Chérubin Mugisha - 21DOCS Test Area

Specific-domain language models (LMs) are ubiquitous in natural language processing. Effective biomedical text mining requires in-domain models of biomedical and clinical documents, which involve particular challenges. Most existing biomedical LMs rely on self-attention mechanisms, which do not scale to clinical-document length because of space complexity and quadratic execution times. In addition, in-domain LMs ignore the importance of a dedicated tokenizer and of learning optimal hyperparameter values for downstream tasks. In this paper, we introduce a model that addresses these three main issues. Inspired by the BigBird architecture model, we extend the embedding size through an attention mechanism that scales linearly with the sequence length to enable the processing of longer sequences, by a factor of up to eight.

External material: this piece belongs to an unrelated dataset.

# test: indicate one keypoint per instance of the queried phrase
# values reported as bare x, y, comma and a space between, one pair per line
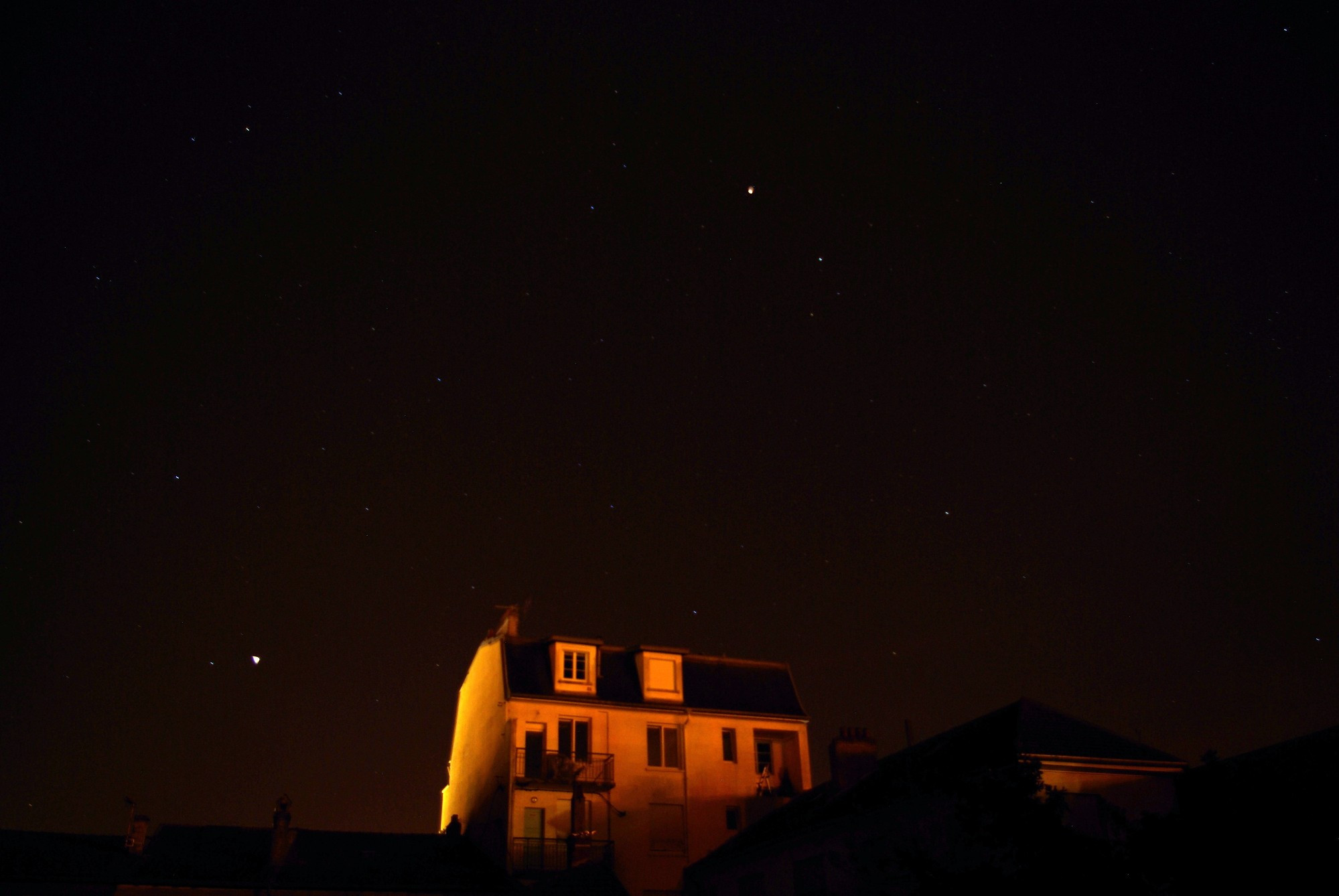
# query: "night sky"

Our model was trained on biomedical and raw clinical corpora, and the same data were used to build a domain-specific sentence-piece tokenizer. In our experiments comparing our tokenizer with those in existing models, it was found to have the lowest fertility rate. To optimize the model performance, additional data-oriented hyperparameter fine-tuning was performed to enhance the accuracy and reproducibility of the model. Using the BLURB benchmarks, we evaluated our model with respect to named-entity recognition, relation extraction, sentence similarity, and question-answering tasks. Our model demonstrated competitive results, outperforming other strong self-attention baseline models for several datasets.